In "Adaline," Adaline Bowman (Lively) has miraculously remained 29 years old for almost eight decades. She's lived a solitary existence, never allowing herself to get close to anyone who might reveal her secret. But a chance encounter with a charismatic philanthropist (Michiel Huisman) reignites her passion for life and romance. When a weekend with his parents (Harrison Ford and Kathy Baker) threatens to uncover the truth, Adaline makes a decision that will change her life forever.

Bottom line: If you're wondering why "Adaline" is Apr. 24's only wide arrival, the likely answer can be found by looking one week into the future.

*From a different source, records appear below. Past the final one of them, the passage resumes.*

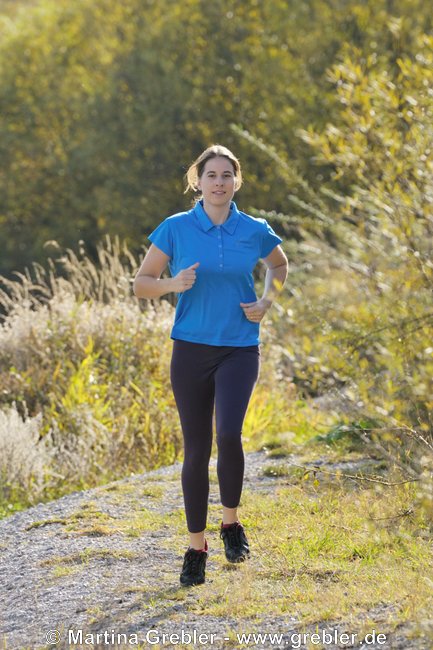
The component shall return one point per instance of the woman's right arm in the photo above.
(148, 282)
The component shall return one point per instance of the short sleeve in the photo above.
(162, 237)
(269, 239)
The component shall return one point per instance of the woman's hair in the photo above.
(196, 169)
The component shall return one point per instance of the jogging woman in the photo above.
(211, 251)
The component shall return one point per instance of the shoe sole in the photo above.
(191, 584)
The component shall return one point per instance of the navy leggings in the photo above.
(203, 377)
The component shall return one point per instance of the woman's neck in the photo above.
(217, 214)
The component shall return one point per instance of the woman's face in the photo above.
(217, 182)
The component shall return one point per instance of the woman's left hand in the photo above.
(254, 311)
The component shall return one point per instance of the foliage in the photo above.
(103, 104)
(84, 371)
(359, 322)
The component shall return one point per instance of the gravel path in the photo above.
(113, 591)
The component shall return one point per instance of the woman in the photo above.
(211, 251)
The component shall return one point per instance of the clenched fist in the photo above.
(184, 279)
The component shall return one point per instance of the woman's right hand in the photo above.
(185, 279)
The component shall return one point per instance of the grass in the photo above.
(321, 555)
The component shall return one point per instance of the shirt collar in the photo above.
(229, 225)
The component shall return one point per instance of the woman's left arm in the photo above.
(276, 274)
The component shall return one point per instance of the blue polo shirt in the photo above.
(210, 312)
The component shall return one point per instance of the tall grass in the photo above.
(85, 394)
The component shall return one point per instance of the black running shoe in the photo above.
(193, 570)
(235, 542)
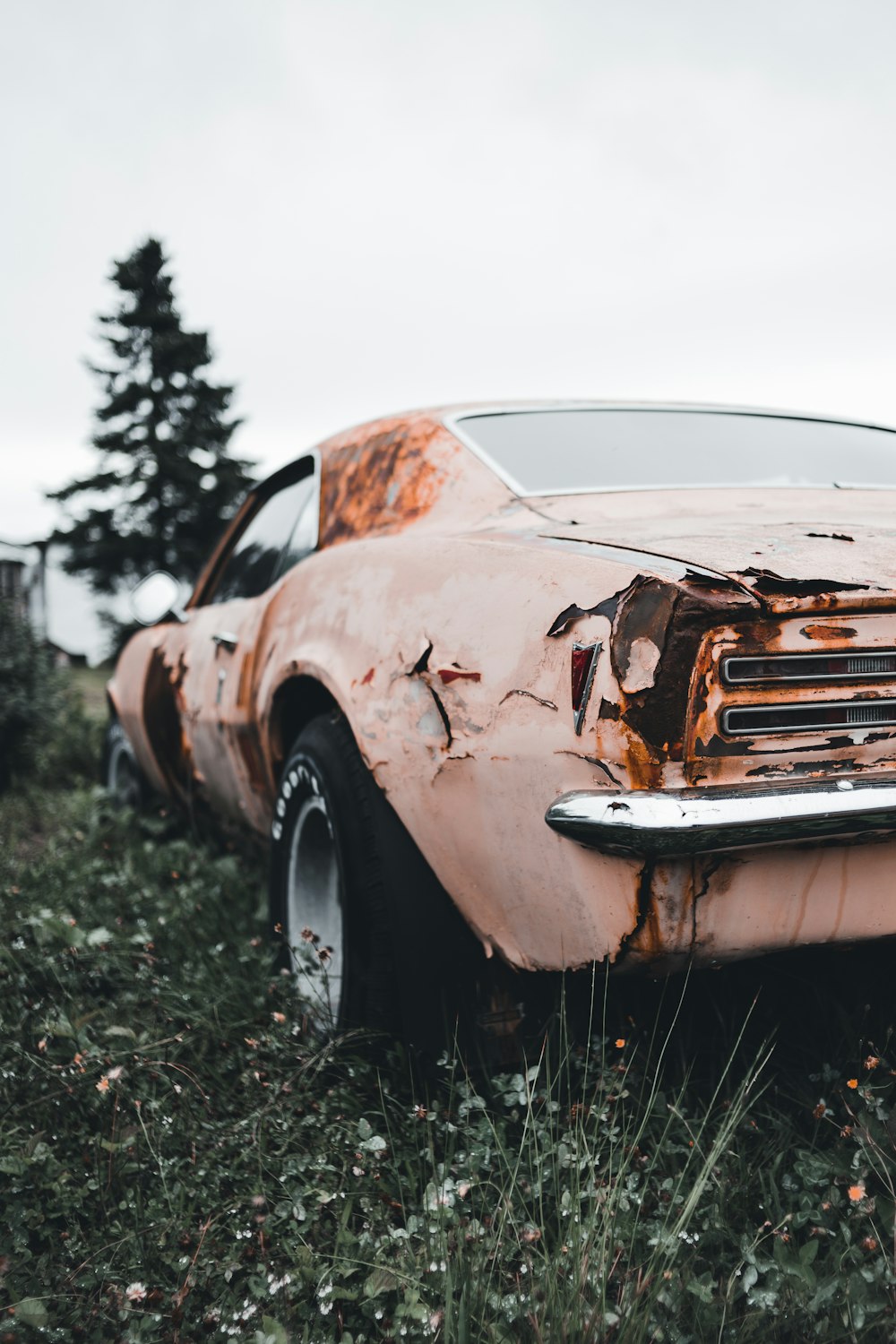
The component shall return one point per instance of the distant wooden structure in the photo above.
(23, 581)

May 1 is opening day for Marvel Studios and Disney's "Avengers: Age of Ultron," which many Hollywood handicappers expect to be this summer and, most likely, 2015's biggest grossing movie. Films opening Apr. 24 would see their second weekend wiped out by "Ultron's" first weekend, which should totally dominate the marketplace the way the franchise's first episode did. Understandably, no other wide openings will be going head-to-head with "Ultron" May 1.

"The Avengers" opened May 4, 2012 to an overwhelming $200.4 million. It went on to gross $623.4 million domestically and took in $895.2 million more from international theatres for a global cume of $1.5 billion.